Thursday, April 20, 2017

UPDATE - The Nerve Agent Attack that Did Not Occur: Analysis of the Times and Locations of Critical Events in the Alleged Nerve Agent Attack at 7 AM on April 4, 2017 in Khan Sheikhoun, Syria

(This report updates a previous report from Prof. Postol we posted on April 16, 2017 – please read the full text of this update at the link below.)

The Nerve Agent Attack that Did Not Occur: Analysis of the Times and Locations of Critical Events in the Alleged Nerve Agent Attack at 7 AM on April 4, 2017 in Khan Sheikhoun, Syria
By Theodore A. Postol, professor emeritus of science, technology, and national security policy at MIT.  Postol’s main expertise is in ballistic missiles. He has a substantial background in air dispersal, including how toxic plumes move in the air. Postol has taught courses on weapons of mass destruction – including chemical and biological threats – at MIT.  Before joining MIT, Postol worked as an analyst at the Office of Technology Assessment, as a science and policy adviser to the chief of naval operations, and as a researcher at Argonne National Laboratory.  He also helped build a program at Stanford University to train mid-career scientists to study weapons technology in relation to defense and arms control policy. Postol is a highly-decorated scientist, receiving the Leo Szilard Prize from the American Physical Society, the Hilliard Roderick Prize from the American Association for the Advancement of Science, and the Richard L. Garwin Award from the Federation of American Scientists.
For background on Dr. Postol’s previous essays on this issue, see:
This analysis contains a detailed description of the times and locations of critical events in the alleged nerve agent attack of April 4, 2017 in Khan Shaykhun, Syria – assuming that the White House Intelligence Report (WHR) issued on April 11, 2017 correctly identified the alleged sarin release site.
Analysis using weather data from the time of the attack shows that a small hamlet about 300 m to the east southeast of the crater could be the only location affected by the alleged nerve agent release. The hamlet is separated from the alleged release site (a crater) by an open field. The winds at the time of the release would have initially taken the sarin across the open field.
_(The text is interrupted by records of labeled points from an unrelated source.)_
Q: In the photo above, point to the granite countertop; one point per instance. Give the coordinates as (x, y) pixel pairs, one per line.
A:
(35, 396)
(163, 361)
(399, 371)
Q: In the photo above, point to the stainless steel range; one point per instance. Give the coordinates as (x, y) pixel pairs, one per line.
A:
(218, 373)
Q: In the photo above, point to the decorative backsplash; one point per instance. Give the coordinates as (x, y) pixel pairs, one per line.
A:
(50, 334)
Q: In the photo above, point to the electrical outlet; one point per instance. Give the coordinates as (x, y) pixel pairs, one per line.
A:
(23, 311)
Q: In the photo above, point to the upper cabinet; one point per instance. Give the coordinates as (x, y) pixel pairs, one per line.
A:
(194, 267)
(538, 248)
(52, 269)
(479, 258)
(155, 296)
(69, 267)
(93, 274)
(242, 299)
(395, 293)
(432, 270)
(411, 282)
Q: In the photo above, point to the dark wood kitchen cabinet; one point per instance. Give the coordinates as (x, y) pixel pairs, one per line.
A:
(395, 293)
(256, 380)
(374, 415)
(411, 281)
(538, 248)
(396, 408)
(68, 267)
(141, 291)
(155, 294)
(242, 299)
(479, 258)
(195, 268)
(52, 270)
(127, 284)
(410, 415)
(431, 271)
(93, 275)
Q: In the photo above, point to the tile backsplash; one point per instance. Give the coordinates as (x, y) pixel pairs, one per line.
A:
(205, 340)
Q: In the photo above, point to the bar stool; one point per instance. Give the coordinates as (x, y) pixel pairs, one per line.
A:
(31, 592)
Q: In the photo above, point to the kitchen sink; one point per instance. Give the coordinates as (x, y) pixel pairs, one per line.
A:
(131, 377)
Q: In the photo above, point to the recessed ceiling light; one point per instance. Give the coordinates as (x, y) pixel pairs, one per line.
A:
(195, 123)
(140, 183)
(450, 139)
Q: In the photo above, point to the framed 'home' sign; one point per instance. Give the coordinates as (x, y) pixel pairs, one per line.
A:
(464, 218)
Beyond the hamlet there is a substantial amount of open space and the sarin cloud would have had to travel long additional distance for it to have dissipated before reaching any other population center.
Video taken on April 4 shows that the location where the victims were supposedly being treated from sarin exposure is incompatible with the only open space in the hamlet that could have been used for mass treatment of victims. This indicates that the video scenes where mass casualties (dead and dying) were laid on the ground randomly was not at the hamlet. If the location where the bodies were on the ground was instead a site where the injured and dead were taken for processing, then it is hard to understand why bodies were left randomly strewn on the ground and in mud as shown in the videos.
The conclusion of this summary of data is obvious – the nerve agent attack described in the WHR did not occur as claimed. There may well have been mass casualties from some kind of poisoning event, but that event was not the one described by the WHR.
The findings of this analysis can serve two important purposes:
1.       It shows exactly what needs to be determined in an international investigation of this alleged atrocity. In particular, if an international investigation can determine where casualties from the nerve agent attack lived, it will further confirm that the findings reported by the WHR are not compatible with the data it cites as evidence for its conclusions.
2.      It also establishes that the WHR did not utilize simple and widely agreed upon intelligence analysis procedures to determine its conclusions.
This raises troubling questions about how the US political and military leadership determined that the Syrian government was responsible for the alleged attack. It is particularly of concern that the WHR presented itself as a report with “high confidence” findings and that numerous high-level officials in the US government have confirmed their belief that the report was correct and to a standard of high confidence.